Toasted White Bread (1 Slice)
Breakfast
137 mg/dL
Usually causes a medium spike
Avg. Food Score on Ultrahuman App
Ultrahuman Users got an UNSTABLE response
How to consume Toasted White Bread without glucose spikes
Choose Whole Grain Bread
Opt for whole grain or whole wheat bread instead of white bread. These options have more fiber, which can help moderate blood sugar levels.
Add Protein
Include a source of protein with your toast, such as a boiled egg, cottage cheese, or Greek yogurt. Protein can slow the absorption of carbohydrates.
Incorporate Healthy Fats
Spread avocado or nut butter on your toast. Healthy fats can help reduce the impact on blood sugar.
Pair with Vegetables
Add vegetables like tomatoes, spinach, or cucumbers on top of your toast. Vegetables add fiber and nutrients that can help stabilize blood sugar.
Use Berries as a Topping
Consider topping your toast with berries such as strawberries, blueberries, or raspberries, which are lower in sugar compared to other fruits.
Drink Water or Unsweetened Beverages
Accompany your meal with water, herbal tea, or another unsweetened beverage instead of sugary drinks.
Eat Smaller Portions
Limit the amount of toasted bread you consume in one sitting.
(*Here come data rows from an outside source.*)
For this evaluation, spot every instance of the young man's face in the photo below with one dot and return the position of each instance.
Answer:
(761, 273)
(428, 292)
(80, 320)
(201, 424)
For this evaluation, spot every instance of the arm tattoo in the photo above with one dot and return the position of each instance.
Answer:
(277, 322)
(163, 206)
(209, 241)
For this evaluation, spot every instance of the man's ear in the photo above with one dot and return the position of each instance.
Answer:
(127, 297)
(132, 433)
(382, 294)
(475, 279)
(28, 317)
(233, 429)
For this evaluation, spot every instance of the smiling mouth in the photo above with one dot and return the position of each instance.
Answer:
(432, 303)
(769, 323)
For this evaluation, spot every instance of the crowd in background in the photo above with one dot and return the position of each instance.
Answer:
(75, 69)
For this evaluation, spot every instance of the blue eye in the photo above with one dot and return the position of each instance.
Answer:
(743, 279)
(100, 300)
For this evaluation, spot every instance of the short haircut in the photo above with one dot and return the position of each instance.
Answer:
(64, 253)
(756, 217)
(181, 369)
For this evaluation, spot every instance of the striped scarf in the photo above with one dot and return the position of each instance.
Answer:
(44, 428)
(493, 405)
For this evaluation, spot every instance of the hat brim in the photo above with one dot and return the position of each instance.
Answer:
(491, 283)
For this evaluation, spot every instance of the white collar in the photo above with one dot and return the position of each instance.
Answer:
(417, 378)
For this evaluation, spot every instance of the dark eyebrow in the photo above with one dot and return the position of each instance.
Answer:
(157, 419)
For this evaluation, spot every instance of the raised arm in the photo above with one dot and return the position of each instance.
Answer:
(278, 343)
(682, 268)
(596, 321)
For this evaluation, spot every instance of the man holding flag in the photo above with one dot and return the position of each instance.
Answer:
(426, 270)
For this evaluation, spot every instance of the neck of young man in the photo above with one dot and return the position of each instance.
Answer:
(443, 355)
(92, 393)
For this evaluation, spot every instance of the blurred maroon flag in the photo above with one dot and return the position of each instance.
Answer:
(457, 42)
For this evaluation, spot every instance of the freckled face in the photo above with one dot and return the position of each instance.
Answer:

Smaller portions can help mitigate blood sugar spikes.
Add a Fiber Supplement
If your diet is low in fiber, you might consider adding a fiber supplement to your meal to help slow carbohydrate absorption.
Opt for Sourdough Bread
Sourdough bread can be a better option since its fermentation process can reduce its impact on blood sugar levels.
Monitor and Adjust Timing
Eat your toast as part of a balanced meal rather than on its own, and try to distribute your carbohydrate intake evenly throughout the day.